Inhibition of Candida albicans adhesiveness to human buccal and vaginal cells by sub-inhibitory concentrations of rilopirox.

Candida albicans is an opportunistic dimorphic pathogenic yeast which is present on the human mucosal epithelial cell surface. Its adhesion is considered to be an important first step in colonization and in the subsequent symptomatic or asymptomatic infection of buccal or vaginal mucosa. Because the ability to adhere is an important element of the pathogenicity of Candida we investigated in this study the compared effects of sub-inhibitory concentrations (sub-MICs) of rilopirox (CAS 104153-37-9) with those of ciclopirox olamine (CAS 41621-49-2) in inhibiting Candida adhesion to human buccal (BEC) and vaginal cells (VEC).
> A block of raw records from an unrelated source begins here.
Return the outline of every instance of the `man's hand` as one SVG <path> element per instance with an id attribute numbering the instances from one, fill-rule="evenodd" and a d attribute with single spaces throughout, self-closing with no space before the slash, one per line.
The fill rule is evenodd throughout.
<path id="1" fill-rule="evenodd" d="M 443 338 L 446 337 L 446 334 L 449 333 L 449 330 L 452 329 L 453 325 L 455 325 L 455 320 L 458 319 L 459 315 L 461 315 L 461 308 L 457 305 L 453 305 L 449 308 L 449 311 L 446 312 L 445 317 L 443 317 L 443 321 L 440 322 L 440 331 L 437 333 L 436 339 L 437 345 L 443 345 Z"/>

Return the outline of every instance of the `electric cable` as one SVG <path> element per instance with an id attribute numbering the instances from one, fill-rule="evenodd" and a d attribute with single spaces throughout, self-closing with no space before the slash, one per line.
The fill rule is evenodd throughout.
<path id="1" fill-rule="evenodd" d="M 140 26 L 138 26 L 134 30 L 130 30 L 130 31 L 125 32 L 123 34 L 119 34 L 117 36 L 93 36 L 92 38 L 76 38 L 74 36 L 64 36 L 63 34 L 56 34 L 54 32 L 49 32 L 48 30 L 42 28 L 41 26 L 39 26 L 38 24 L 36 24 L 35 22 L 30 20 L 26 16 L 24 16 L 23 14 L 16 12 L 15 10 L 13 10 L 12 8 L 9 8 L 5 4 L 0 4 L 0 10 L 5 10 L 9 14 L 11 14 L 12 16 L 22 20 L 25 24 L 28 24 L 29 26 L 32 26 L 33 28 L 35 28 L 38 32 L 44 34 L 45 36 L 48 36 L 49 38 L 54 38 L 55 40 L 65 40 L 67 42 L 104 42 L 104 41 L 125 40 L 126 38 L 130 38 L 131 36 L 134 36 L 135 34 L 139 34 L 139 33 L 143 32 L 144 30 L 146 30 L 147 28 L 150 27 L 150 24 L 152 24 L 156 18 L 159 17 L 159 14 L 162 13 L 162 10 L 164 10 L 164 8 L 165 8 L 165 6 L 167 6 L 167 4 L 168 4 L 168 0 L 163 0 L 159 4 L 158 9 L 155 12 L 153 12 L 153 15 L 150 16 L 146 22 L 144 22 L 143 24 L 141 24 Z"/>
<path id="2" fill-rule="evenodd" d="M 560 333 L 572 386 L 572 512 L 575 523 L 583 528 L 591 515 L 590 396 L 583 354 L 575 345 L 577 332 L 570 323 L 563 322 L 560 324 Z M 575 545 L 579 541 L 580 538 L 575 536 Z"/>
Rilopirox is a new hydroxypyridone antimycotic agent with strong activity, especially against Candida albicans. There was a significant reduction in the mean number of Candida adhering to both buccal and vaginal cells with up to 1/8 MIC rilopirox for buccal and 1/16 MIC for vaginal cells, while for ciclopirox olamine reduction was significant up to 1/16 MIC for buccal and 1/8 MIC for vaginal cells. There were no significant differences in the dose-effect curves for BEC and VEC with either rilopirox and ciclopirox olamine, but on a molar basis, rilopirox was more active than ciclopirox olamine. The present in-vitro results support the developmental concept of an oropharyngeal and vaginal preparation of rilopirox. It can be expected that even sub-inhibitory concentrations of rilopirox exert an important additional effect in the treatment of oral and vaginal candidosis by impairing the pathogenic adhesion process of the fungus.